Ce texte de Charles de Foucauld est un document précieux, c'est la raison pour laquelle il est important de le citer. Un autre document le confirme; une curiosité linguistique pour les spécialistes des langues berbères a été révélée par le chercheur Haïm Zafrani. Une liturgie de la Pâque en tamazirt écrite phonétiquement avec des lettres hébraïques a été retrouvée. Il s'agit d'une pièce unique, la version intégrale en berbère de la composition liturgique récitée par les juifs au cours de la veillée pascale et dont le thème fondamental est l’histoire de la sortie d’Égypte, accompagnée du hallel (groupe des psaumes 113 à 118 qui entrent dans la liturgie des grandes fêtes et de certains jours solennisés).

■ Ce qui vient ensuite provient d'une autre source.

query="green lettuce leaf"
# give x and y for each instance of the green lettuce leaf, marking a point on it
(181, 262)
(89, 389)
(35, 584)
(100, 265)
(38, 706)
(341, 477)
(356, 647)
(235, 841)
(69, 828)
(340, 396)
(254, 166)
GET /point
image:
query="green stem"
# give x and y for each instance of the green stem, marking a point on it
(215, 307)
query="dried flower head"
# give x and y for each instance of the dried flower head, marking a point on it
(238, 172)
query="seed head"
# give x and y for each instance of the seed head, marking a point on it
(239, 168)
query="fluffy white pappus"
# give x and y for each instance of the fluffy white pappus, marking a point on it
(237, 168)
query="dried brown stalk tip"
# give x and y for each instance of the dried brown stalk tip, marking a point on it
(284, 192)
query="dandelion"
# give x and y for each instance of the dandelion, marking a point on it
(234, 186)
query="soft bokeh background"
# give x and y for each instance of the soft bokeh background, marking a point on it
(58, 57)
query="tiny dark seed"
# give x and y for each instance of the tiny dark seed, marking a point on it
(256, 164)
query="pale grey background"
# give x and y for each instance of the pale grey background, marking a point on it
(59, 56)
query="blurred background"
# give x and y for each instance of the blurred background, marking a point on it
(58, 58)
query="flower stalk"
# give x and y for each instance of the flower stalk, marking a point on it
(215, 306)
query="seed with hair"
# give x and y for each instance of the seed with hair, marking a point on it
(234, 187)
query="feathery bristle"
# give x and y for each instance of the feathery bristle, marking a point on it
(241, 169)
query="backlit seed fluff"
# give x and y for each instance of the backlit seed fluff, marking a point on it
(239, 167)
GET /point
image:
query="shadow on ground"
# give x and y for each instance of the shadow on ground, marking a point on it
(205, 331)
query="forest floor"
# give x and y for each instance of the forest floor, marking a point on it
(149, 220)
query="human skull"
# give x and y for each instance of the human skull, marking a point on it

Les Juifs marocains de l'Atlas dans leur majorité connaissaient mieux le tamazirt que l'hébreu.
Cette méconnaissance de l'hébreu par le plus grand nombre et la connaissance générale de l'arabe et du tamazirt prédisposaient les juifs à rester au Maroc. En fait tous les juifs n'étaient pas dans la même situation. Les plus riches commerçants et surtout banquiers qui vivaient dans l'étendue des terres sous contrôle du Sultan étaient protégés car ils avaient su se rendre indispensables aux détenteurs du pouvoir politique ou judiciaire. Ailleurs, dans les zones rebelles à l'autorité Chérifienne, la vie des juifs comportait bien plus de risques. 
De Foucauld nous parle de leurs professions; les mêmes que celles du début du Protectorat :

"Les Israélites, qui, aux yeux des Musulmans, ne sont pas des hommes, à qui les chevaux, les armes sont interdits, ne peuvent être qu' artisans ou commerçants. Les juifs pauvres exercent divers métiers; ils sont surtout orfèvres et cordonniers; ils travaillent aussi le fer et le cuivre, sont marchands forains, crieurs publics, changeurs, domestiques dans le mellah. Les riches sont commerçants, et surtout usuriers. En ce pays troublé, les routes sont peu sures, le commerce présente bien des risques; ceux qui s'y livrent n'y aventurent qu'une portion de leur fortune. Les Israélites préfèrent en abandonner aux Musulmans les chances, les travaux et les gains, et se contentent pour eux des bénéfices sûrs et faciles que donne l'usure. Ici ni peine ni incertitude. Capitaux et intérêts rentrent toujours. Un débiteur est-il lent à payer ? On saisit ses biens. N'est ce pas assez ? On le met en prison. Meurt-il ? On y jette son frère. Il suffit pour cela de posséder les bonnes grâces du qaïd; elles s'acquièrent aisément : donnez un léger cadeau de temps en temps, fournissez à vil prix les tapis, les étoffes dont a besoin le magistrat, peu de chose en somme, et faites toutes les réclamations, fondées ou non; vous êtes écouté sur l'heure."